The discovery of massive natural gas fields off Israel’s northern coast more than a decade ago and subsequent attempts to export this gas to Europe have highlighted the true fault lines in the Turkish-Israeli alliance, writes Joseph Dana.
Israeli pipeline deal with Greece means weakened Turkey - analyst
Israel’s decision in late December to strike a deal with Cyprus and Greece to transport its natural gas to Europe marks the start of weaker Israeli-Turkish relations and a reduced role for the Muslim country in the region, said journalist and analyst Joseph Dana.
Israel agreed in principle to the new U.S.-approved $7 billion pipeline in late December, It is set to have the capacity to transport 20 billion cubic metres of gas annually.
The decision, which will all but cut Turkey out of Israel’s natural gas fortunes, reflects a rejection of Turkish President Recep Tayyip Erdoğan and his grand vision to establish Turkey as a dominant energy transit hub, Dana said, according to Euractiv.

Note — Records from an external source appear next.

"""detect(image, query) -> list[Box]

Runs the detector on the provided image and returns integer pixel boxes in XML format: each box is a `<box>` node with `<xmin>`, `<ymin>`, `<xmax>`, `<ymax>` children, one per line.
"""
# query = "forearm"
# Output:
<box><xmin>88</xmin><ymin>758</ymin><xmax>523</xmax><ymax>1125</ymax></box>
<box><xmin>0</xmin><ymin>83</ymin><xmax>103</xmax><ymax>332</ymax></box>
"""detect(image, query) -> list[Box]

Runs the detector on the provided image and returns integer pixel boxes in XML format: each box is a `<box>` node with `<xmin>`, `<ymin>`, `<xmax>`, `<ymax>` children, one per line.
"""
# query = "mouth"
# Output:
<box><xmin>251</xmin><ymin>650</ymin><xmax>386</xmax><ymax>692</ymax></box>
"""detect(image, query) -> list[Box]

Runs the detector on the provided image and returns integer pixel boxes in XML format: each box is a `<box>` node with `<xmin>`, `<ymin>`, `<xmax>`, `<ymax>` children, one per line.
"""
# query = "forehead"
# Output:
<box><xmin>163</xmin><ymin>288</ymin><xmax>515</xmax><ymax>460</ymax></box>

“Erdoğan’s old partners have finally had enough of his rhetoric and stratospheric ambition,” he said. “While Israel was once eager to use Turkey as an energy transit hub, it now sees much less value in the partnership.”
Turkey is now in a weakened economic and geopolitical state, also reflected in U.S. President Donald Trump’s willingness to protect Israel’s policies in Palestine. Meanwhile Israeli President Benjamin Netanyahu has cultivated fresh alliances with right-wing European leaders, rendering Turkey less important, Dana said.